|Chemical composition||ZrSiO4 Zirconium silicate|
|Habit||Prismatic (squared) with pyramidal terminations|
|Optic nature||Uniaxial + to isotropic|
|Refractive index||1.78 - 1.99|
|Birefringence||Up to 0.059|
|Lustre||Vitreous to sub-adamantine|
|Pleochroism||Weak (stronger in heat-treated)|
Zircon is a mineral species that can be broadly defined as a zirconium silicate containing trace amounts of the radioactive minerals hafnium, uranium and thorium. Over time, these radioactive components break down the lattice of the crystal, eventually (over tens of thousands of years) destroying the internal crystal lattice and leaving it with an amorphous structure and a dark, pithy appearance.

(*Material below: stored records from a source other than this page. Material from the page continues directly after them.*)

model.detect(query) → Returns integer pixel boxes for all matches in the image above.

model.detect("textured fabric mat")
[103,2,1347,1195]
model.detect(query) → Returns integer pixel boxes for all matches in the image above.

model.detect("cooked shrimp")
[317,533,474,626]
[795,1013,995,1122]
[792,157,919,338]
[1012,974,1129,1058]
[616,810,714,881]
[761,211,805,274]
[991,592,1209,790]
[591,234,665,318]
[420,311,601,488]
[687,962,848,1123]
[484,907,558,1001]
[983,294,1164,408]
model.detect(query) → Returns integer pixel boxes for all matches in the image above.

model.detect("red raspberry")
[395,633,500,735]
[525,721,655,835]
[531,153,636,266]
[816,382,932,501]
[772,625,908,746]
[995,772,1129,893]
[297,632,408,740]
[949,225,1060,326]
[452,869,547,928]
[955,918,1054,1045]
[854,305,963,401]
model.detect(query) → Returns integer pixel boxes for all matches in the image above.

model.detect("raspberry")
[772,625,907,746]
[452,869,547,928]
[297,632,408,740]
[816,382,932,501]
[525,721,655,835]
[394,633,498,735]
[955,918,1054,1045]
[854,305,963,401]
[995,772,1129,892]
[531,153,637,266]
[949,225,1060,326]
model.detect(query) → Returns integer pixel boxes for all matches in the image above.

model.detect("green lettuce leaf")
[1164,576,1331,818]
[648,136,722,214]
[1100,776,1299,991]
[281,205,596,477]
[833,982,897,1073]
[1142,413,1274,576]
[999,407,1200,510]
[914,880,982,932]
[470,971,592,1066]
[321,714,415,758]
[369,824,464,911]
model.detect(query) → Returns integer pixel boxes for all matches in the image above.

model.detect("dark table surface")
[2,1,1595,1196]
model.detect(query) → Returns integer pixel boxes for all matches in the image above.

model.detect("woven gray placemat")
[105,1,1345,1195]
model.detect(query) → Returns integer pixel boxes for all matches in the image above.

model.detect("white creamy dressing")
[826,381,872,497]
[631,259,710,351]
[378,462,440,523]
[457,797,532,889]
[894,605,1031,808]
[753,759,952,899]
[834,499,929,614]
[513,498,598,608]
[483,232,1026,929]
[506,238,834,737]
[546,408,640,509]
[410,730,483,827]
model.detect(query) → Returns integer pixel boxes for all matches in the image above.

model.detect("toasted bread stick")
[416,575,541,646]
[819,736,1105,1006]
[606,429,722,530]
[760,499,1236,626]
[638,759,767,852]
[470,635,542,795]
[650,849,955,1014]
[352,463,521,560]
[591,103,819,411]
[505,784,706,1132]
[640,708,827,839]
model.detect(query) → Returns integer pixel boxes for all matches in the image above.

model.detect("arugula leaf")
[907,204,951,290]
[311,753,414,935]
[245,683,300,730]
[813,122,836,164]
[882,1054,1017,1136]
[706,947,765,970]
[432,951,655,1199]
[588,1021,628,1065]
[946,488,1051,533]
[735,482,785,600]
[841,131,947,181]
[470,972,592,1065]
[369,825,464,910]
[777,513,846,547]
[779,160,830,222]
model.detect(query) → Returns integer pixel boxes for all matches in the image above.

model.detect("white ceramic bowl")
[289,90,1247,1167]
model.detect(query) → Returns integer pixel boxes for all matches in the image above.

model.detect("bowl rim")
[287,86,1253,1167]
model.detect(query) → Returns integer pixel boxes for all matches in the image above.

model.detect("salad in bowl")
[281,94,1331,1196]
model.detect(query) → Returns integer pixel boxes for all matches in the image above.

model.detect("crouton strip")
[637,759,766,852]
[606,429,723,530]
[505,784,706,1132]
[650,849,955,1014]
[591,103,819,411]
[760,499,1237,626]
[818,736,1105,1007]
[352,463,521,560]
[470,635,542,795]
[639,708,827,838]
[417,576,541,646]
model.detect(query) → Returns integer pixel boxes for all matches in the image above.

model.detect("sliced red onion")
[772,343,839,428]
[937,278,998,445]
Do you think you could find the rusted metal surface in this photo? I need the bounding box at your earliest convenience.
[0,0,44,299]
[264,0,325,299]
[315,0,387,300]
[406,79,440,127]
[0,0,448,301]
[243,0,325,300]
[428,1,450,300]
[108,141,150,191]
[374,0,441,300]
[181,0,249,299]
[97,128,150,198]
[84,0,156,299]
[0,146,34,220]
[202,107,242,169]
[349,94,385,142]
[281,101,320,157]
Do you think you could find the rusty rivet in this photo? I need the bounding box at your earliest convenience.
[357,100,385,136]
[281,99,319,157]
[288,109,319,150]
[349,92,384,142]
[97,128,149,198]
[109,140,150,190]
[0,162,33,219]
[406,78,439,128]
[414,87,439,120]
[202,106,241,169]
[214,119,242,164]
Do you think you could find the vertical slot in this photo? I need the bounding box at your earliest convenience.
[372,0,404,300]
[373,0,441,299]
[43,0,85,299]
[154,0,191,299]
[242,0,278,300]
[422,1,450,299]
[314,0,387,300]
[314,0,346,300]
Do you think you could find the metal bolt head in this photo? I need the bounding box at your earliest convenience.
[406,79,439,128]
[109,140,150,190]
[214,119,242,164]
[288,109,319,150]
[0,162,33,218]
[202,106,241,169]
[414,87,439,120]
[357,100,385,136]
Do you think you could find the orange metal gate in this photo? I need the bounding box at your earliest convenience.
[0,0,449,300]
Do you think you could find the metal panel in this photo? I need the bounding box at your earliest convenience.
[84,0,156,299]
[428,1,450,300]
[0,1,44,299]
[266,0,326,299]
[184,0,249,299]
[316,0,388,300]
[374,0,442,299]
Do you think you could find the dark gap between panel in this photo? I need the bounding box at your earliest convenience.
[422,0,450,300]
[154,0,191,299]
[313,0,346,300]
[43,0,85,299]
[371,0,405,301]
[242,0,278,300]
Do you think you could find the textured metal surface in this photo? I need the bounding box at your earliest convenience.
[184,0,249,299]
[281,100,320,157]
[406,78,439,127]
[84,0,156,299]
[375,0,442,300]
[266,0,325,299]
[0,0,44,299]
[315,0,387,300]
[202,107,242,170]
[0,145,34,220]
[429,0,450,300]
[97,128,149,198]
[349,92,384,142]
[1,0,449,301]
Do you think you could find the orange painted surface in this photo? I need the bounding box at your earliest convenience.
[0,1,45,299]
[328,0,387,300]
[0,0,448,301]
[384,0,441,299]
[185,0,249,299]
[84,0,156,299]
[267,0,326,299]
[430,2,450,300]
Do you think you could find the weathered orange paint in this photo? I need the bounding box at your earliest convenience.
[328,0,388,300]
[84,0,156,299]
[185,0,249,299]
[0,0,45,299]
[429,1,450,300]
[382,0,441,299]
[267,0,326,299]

Zircons that are geologically young and unaffected by radioactivity are termed "high" zircons. These stones are transparent golden, yellowish-green and greenish-brown in color with incredibly high dispersion. "High" zircons can be heated to temperatures greater than 900 degrees Celsius, when they become colorless, blue or golden.
These highly dispersive colorless stones have long been used as diamond substitutes. That's why the name zircon has the connotation of synthetic or imitation. It was used to imitate a diamond, but the stone is indeed naturally occurring. It should not be confused with the synthetic cubic zirconium (zirconia) or "CZ", which is laboratory created as zirconium oxide and is in no way related to naturally occurring zircon.

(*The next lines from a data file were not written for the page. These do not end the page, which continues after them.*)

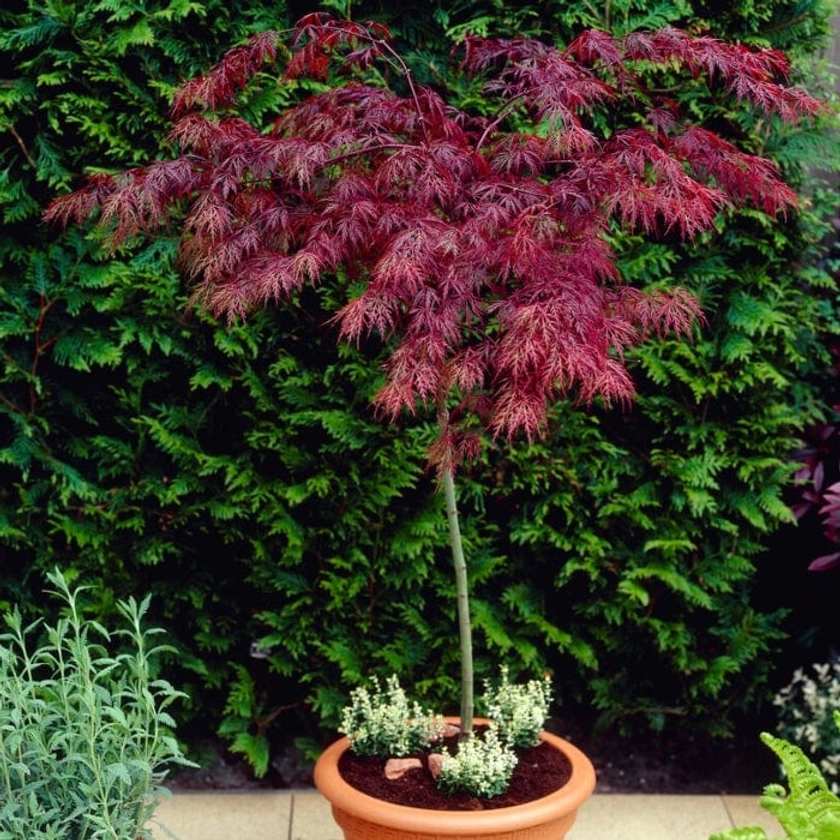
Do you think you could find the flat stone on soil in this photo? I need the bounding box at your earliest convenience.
[384,757,423,780]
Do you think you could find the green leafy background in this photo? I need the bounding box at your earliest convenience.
[1,0,838,773]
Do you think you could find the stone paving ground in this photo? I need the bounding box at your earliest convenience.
[146,789,780,840]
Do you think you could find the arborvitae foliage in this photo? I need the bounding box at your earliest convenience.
[3,0,838,772]
[0,0,305,727]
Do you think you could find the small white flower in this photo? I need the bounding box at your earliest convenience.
[483,665,553,748]
[339,675,445,757]
[437,726,518,798]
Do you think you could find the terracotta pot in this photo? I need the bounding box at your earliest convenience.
[313,719,596,840]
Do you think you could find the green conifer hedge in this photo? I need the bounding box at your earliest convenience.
[1,0,837,771]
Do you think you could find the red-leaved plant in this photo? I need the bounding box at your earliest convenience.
[46,14,823,739]
[792,416,840,573]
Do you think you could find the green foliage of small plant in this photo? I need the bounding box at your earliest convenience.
[483,666,553,749]
[437,726,519,799]
[216,662,289,779]
[339,675,447,758]
[710,711,840,840]
[0,568,194,840]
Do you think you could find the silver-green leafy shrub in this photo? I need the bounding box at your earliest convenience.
[339,675,446,757]
[437,726,519,799]
[0,569,194,840]
[773,662,840,793]
[484,666,553,748]
[432,666,552,798]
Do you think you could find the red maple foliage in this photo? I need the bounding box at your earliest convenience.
[46,14,823,461]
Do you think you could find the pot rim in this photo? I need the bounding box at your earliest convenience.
[313,718,596,836]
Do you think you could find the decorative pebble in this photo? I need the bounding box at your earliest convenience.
[384,757,423,780]
[428,753,444,780]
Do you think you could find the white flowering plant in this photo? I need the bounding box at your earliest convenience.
[484,666,553,749]
[339,675,447,757]
[773,662,840,793]
[437,726,519,798]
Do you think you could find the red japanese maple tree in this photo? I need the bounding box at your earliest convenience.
[46,14,823,734]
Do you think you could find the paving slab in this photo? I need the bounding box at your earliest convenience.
[148,791,291,840]
[568,794,736,840]
[290,791,344,840]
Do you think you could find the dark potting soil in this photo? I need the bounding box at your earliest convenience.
[337,732,572,811]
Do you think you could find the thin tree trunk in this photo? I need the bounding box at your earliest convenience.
[437,402,473,736]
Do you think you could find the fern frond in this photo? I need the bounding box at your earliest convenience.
[758,732,840,840]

Zircons in which the crystal lattice has been broken down are named "low type" zircon. These are also named "metamic" as the lattice destruction process through alpha particale decay is termed metamictization.
One of the most typical features of zircon (high type) is the high double refraction. White zircon is almost always heat treated (from reddish-brown zircon) and this heat treatment also restores the crystal lattice to high type, so it will show clear doubling of pavillion facets in faceted stones when viewed through the crown.
As white zircon may mimic a diamond, the "dot test" is a very valuable one. Zircon is the only strong doubly refractive diamond simulant that has a refractive index lower than diamond (the double refraction of colorless tourmaline is not as strong as that of high type zircon).
- High and intermediate type zircon:
Colorless, blue, yellow, yellow-green, brownish-green, orangy-brown to orangy-red.
- Low type zircon:
Cloudy brownish-green and yellowish-green (sometimes orange or brown)
Zircons (especially high type green and yellow ones) show a typical uranium spectrum with up to 40 lines. The most diagnostic line will be at 653.5 nm
However some zircons, like metamict type or heat treated white and blue ones, may show only a faint line at 653.5 nm. The red-browns from New South Wales, Australia may not show a spectrum at all.
Heat treatment of metamict zircon tends to sharpen the faint absorption lines.
Chelsea Colour Filter
Blue zircons have a green reaction under the CCF.
Zircon is routinely heat treated. This heat treatment has two effects on the gem:
- It alters the color to colorless, blue or golden (the most preferred colors for zircon).
- The crystal lattice of metamict zircons is restored to high type zircon.
Heat treatments are carried out in either a oxidizing or a reducing atmosphere (or a sequential combination).
Orangy-brown to reddish-brown zircons ("hyacinth") are heated at around 900° C in an oxidizing atmosphere which turns them yellow to red.
When these brownish zircons are heated at around 1000-1400° C in a reducing environment, it turns them into colorless or blue. Some off-colors are the result of this process aswell.
These off-colored stones are then reheated to around 900° C in oxidizing conditions and this results in colorless, yellow, orange or red colors.
Although colorless, blue and red zircon does exist in nature, they are very rare and there is no known means available to distinguish between them and their heated counterparts.
- Gemstone Enhancement (1984) - Kurt Nassau ISBN 0408014474
- Gems, Their Sources, Descriptions and Identification 4th ed. (1990) - Robert Webster ISBN 0750658568 (6th ed.)